Hacker News new | past | comments | ask | show | jobs | submit login
Raft: Understandable Distributed Consensus (thesecretlivesofdata.com)
161 points by otoolep on Sept 5, 2014 | hide | past | favorite | 79 comments



In the example with 5 nodes and a split, it is my understanding that the two nodes can't elect a leader.

While the candidate in the smaller split receives votes from a majority of the split, there is no true majority, so no leader. The cluster is configured with the total number of nodes.

What could happen is that an already elected leader continues to think it's the leader for a while while the rest fo the cluster elects a new leader. The split leader will however fail to commit its log, and throw them away once it rejoins.

Another important detail that's missing is that node only votes once pere term, and only for a node that has an equal or higher term than itself. It will never vote twice or vote for an outdated node.

Changing the configuration is in fact handled in a special way at the end of the raft paper in a way that avoids split-brain.

[edit] Oh, the 2-node split was in fact already the leader, so it does exactly what I described. Dur...


It's important to note that this consensus model only works if all nodes are honest.


Given that nodes are trusted and communicate securely, why would a node be dishonest? (I'm thinking about this in a standard server setting: is your point that you can't use it for distributed peer-to-peer stuff on random user machines?)


A "dishonest" node doesn't necessarily have to be explicitly malicious, it can be simply faulty.


Lots of research has gone into this, under the name Byzantine fault tolerance.

http://en.wikipedia.org/wiki/Byzantine_fault_tolerance


For one thing, you can't use it for cryptocurrency stuff.


Yep.

It seems to me that homogeneity amongst nodes in a distributed consensus mechanism is of utmost importance; once you implement a hierarchical power structure dishonesty becomes difficult to deal with... especially when "voting" for a "leader" is involved in mapping the node landscape.

edit:spelling


Can someone explain to me how Raft differs from Viewstamped Replication? From reading both papers (vr revisited) it looks like Raft just renamed all of VR's nomenclature without changing anything significant. Paxos is fairly different since it only relies on a distinguished leader for guaranteed progress, it "works" without it. Under the hood the mechanism is still similar though, as opposed to something like chain replication.


See section 10 of the Raft paper.

> VR uses a leaderbased approach with many similarities to Raft.

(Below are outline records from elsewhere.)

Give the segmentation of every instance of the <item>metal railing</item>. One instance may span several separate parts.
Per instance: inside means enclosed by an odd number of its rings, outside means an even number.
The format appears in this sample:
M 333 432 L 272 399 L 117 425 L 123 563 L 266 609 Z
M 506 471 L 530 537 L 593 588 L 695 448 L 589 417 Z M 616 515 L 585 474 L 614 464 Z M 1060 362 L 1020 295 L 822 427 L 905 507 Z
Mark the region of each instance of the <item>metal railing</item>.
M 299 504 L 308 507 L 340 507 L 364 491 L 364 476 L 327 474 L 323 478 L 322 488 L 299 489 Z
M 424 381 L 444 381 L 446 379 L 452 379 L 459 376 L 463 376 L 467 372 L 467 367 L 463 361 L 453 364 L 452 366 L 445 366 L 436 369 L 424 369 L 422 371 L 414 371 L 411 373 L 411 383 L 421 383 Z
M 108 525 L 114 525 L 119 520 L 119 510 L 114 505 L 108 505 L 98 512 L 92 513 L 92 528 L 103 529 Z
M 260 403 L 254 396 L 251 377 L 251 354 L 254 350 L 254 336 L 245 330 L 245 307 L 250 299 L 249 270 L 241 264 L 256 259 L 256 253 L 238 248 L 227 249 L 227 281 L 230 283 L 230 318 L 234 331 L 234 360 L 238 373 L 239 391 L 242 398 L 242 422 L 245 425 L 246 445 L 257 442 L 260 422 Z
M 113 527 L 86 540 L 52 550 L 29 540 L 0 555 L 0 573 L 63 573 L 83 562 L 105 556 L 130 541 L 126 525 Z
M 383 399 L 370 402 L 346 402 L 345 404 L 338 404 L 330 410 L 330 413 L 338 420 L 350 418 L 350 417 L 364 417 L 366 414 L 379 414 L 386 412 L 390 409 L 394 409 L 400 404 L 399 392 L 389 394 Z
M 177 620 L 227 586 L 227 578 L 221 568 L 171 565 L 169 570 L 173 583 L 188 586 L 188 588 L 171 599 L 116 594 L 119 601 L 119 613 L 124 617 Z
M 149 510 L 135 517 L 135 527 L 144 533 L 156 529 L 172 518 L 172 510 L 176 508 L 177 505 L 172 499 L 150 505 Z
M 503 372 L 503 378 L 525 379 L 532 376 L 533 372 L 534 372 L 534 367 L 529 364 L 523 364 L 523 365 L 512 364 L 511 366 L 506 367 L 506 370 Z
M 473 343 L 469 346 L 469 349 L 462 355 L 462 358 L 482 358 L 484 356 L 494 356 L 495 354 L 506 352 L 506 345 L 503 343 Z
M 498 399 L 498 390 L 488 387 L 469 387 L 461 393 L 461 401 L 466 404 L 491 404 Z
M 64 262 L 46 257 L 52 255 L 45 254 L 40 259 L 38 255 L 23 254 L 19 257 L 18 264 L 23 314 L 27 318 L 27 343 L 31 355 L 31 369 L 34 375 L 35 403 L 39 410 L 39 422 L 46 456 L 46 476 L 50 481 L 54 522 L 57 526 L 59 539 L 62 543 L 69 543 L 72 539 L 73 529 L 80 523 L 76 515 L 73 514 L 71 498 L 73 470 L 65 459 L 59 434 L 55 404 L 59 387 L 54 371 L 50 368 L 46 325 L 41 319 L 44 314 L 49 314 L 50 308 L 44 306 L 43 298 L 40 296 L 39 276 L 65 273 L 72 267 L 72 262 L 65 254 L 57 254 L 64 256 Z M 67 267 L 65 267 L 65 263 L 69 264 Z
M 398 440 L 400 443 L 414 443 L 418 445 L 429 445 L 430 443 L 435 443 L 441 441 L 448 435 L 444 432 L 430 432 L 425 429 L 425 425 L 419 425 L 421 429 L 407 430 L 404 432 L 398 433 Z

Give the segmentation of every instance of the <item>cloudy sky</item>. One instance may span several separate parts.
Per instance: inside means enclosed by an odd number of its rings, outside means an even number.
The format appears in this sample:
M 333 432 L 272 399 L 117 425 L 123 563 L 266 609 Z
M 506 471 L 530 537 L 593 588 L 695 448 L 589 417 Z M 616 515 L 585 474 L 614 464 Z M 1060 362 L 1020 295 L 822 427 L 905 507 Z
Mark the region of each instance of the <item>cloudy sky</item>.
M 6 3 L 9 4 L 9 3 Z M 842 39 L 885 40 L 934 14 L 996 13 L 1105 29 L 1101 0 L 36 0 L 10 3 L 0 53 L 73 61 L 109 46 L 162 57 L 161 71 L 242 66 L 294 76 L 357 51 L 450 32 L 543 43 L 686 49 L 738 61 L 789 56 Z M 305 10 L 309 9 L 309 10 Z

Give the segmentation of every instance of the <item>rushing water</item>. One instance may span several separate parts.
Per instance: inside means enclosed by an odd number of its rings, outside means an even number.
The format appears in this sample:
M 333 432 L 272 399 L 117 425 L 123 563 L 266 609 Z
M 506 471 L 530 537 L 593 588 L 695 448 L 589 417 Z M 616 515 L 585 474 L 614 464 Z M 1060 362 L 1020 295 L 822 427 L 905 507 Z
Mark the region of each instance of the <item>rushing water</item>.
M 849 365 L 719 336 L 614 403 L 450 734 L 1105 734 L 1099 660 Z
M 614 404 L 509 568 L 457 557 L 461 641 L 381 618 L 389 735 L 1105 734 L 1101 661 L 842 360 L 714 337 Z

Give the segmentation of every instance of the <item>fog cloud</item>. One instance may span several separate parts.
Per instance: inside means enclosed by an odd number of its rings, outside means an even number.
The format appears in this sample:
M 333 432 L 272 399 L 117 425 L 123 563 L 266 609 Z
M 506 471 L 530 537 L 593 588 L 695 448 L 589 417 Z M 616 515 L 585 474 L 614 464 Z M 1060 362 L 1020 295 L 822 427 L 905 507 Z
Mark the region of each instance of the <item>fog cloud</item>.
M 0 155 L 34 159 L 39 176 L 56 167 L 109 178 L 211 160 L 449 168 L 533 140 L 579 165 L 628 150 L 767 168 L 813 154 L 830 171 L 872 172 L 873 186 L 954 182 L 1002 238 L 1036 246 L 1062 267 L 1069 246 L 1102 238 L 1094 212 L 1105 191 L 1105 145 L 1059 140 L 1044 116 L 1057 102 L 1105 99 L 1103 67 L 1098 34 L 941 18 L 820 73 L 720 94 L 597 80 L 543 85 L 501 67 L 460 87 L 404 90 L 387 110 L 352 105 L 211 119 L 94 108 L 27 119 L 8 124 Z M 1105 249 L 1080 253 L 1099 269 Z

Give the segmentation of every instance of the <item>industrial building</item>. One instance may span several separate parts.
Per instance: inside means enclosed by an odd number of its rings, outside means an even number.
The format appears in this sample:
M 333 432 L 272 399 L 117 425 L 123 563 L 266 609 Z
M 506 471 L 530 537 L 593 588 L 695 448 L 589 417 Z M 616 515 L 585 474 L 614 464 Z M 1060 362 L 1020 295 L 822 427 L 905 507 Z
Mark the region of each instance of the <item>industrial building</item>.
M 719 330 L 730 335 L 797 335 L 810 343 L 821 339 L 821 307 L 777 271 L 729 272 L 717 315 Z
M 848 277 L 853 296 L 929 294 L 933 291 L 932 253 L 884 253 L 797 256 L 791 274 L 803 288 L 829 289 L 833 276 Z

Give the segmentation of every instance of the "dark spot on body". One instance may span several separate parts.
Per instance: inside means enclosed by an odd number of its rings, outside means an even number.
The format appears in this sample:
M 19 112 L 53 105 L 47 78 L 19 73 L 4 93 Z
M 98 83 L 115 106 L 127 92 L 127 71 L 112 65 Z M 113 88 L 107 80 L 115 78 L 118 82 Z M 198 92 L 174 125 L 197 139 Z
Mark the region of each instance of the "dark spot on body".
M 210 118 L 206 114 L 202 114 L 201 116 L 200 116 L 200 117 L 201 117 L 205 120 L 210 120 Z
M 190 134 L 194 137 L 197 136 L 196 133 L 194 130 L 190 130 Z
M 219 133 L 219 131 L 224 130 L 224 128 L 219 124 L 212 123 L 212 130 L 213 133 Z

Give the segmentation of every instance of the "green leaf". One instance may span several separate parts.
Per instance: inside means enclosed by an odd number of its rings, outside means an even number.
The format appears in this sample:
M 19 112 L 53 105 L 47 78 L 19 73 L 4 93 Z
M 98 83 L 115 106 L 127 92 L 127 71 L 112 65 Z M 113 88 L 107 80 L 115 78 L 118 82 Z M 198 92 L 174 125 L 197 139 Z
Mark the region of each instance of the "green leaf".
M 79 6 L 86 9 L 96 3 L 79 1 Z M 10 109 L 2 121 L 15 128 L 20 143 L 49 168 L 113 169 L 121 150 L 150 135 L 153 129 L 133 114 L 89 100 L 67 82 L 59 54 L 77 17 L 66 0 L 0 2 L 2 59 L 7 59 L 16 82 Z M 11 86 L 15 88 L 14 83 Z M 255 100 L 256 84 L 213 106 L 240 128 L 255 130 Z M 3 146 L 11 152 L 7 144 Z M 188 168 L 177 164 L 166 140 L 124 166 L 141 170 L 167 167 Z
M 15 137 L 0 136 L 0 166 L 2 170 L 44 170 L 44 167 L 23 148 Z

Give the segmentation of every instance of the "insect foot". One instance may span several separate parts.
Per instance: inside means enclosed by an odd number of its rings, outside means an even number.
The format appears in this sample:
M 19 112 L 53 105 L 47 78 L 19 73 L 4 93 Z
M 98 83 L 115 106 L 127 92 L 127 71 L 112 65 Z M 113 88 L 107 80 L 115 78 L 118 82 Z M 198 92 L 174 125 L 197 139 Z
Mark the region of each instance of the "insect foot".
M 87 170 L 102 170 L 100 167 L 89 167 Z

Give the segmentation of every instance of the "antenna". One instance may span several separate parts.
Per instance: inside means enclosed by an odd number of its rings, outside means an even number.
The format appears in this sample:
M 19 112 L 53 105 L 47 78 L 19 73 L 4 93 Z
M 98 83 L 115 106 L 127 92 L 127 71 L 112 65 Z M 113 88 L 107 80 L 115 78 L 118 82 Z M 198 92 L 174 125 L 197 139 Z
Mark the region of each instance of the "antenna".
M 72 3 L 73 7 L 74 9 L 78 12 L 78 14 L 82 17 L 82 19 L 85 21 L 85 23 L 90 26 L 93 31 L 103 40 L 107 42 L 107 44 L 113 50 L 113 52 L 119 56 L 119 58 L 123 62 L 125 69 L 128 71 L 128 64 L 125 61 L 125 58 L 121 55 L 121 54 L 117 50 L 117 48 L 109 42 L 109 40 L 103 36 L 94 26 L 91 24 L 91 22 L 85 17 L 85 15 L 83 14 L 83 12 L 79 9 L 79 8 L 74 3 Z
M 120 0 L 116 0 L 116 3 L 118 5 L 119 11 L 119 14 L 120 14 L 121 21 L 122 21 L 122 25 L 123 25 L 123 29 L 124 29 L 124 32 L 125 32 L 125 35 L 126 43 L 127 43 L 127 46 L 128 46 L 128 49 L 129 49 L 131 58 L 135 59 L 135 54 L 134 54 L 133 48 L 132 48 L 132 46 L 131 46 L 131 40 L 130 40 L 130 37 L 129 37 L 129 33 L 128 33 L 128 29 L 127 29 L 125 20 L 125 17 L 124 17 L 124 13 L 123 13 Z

> However, Raft has less mechanism that VR or ZooKeeper because it minimizes the functionality in non-leaders. For example, log entries in Raft flow in only one direction: outward from the leader in AppendEntries RPCs. In VR log entries flow in both directions (leaders can receive log entries during the election process); this results in additional mechanism and complexity

> Raft has fewer message types than any other algorithm for consensus-based log replication that we are aware of. For example, we counted the message types VR and ZooKeeper use for basic consensus and membership changes (excluding log compaction and client interaction, as these are nearly independent of the algorithms). VR and ZooKeeper each define 10 different message types, while Raft has only 4 message types (two RPC requests and their responses).


Raft itself is very nice, and the paper https://ramcloud.stanford.edu/wiki/download/attachments/1137... Does an excellent job in explaining it, but I have some problems with this claim: "A user study with 43 students at two universities shows that Raft is significantly easier to understand than Paxos: after learning both algorithms, 33 of these students were able to answer questions about Raft better than questions about Paxos".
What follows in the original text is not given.